Num tempo em que a política se tornou espetáculo e o ruído se confunde com mudança, Viana do Castelo respondeu com o mais português dos gestos democráticos: ficar como está. As eleições autárquicas de 2025 confirmaram o Partido Socialista na liderança do município, reforçaram o PSD como alternativa credível e deram ao Chega um palco visível, mas sem poder real. Nada de revoluções, nem de colapsos — apenas a persistência do previsível, que, neste caso, é também a forma mais sofisticada de estabilidade.

João Basto
13 Out. 2025 4 mins

O PS venceu com 42,76% dos votos, menos 2,3 pontos percentuais do que em 2021, mas com mais 912 eleitores. Perdeu peso relativo, mas não perdeu eleitores — perdeu exclusividade. Governou bem o suficiente para não ser castigado, mas não bem o bastante para entusiasmar. É a velha máxima das autárquicas portuguesas: quem governa, se não irritar ninguém, fica. Luís Nobre, que chegou a ser acusado de falta de carisma, provou que não é preciso brilho quando há solidez. Ganha por gestão, não por emoção — e, em Viana, isso continua a bastar.

O PS parece ter sido o único beneficiado do rumor de um empate técnico e da perceção menos simpática da figura de Paulo Morais, para a qual terá contribuído uma polémica sobre o financiamento aos grupos folclóricos. A antecipação de um cenário incerto pode ter ativado um voto útil, defensivo, quase instintivo, a favor da estabilidade.

O PSD subiu para 28,02%, mais 3,43 pontos percentuais e quase 3.000 votos adicionais — um avanço claro, mas não uma viragem estrutural. O partido pode ter beneficiado da extinção de listas menores à direita, mas, acima de tudo, reagregou um campo ideológico que já lhe era simpático. Não conquistou o centro. O voto anti-PS preferiu o Chega, e o eleitorado de centro-esquerda, por instinto, manteve-se fiel a Luís Nobre. Se em eleições anteriores o problema social-democrata podia ser a falta de uma figura, desta vez o problema é a falta de aparelho: há votos, há energia, mas falta rede, presença e continuidade. A oposição em Viana cresce nas urnas, mas não no terreno.

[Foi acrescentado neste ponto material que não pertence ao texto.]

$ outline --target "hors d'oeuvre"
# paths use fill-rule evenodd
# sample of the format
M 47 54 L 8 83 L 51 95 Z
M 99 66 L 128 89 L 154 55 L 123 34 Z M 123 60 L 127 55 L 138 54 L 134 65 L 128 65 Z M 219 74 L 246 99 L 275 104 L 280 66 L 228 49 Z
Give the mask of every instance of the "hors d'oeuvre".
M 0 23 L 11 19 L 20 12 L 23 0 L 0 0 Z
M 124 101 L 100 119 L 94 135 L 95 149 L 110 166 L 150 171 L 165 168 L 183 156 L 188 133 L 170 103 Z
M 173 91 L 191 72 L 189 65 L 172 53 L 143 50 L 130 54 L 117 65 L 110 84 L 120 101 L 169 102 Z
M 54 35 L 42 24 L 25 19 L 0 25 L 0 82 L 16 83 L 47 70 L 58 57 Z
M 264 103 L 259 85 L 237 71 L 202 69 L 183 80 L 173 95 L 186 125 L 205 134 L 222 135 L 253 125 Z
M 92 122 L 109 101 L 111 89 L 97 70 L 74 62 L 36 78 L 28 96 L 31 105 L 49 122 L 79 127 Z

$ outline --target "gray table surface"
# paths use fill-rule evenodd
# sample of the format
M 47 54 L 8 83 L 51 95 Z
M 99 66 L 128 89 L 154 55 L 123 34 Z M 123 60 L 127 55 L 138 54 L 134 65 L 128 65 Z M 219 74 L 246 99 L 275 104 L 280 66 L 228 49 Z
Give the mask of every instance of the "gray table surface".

O Chega teve a subida mais vistosa: de 3,45% para 14,98%, mais de 6.000 votos. Mas a força do número não se traduziu em poder. O partido elegeu apenas um vereador, sem influência executiva. Há aqui uma lição que André Ventura conhece, mas raramente admite: não há populismo sem implantação local. Em Viana, o Chega beneficiou do descontentamento, mas não tem estrutura, nem quadros, nem redes locais. É um voto de protesto — e, como todos os protestos, acaba à porta da assembleia. É o equivalente político de um post de Facebook com muitos “likes”: visível, mas inócuo.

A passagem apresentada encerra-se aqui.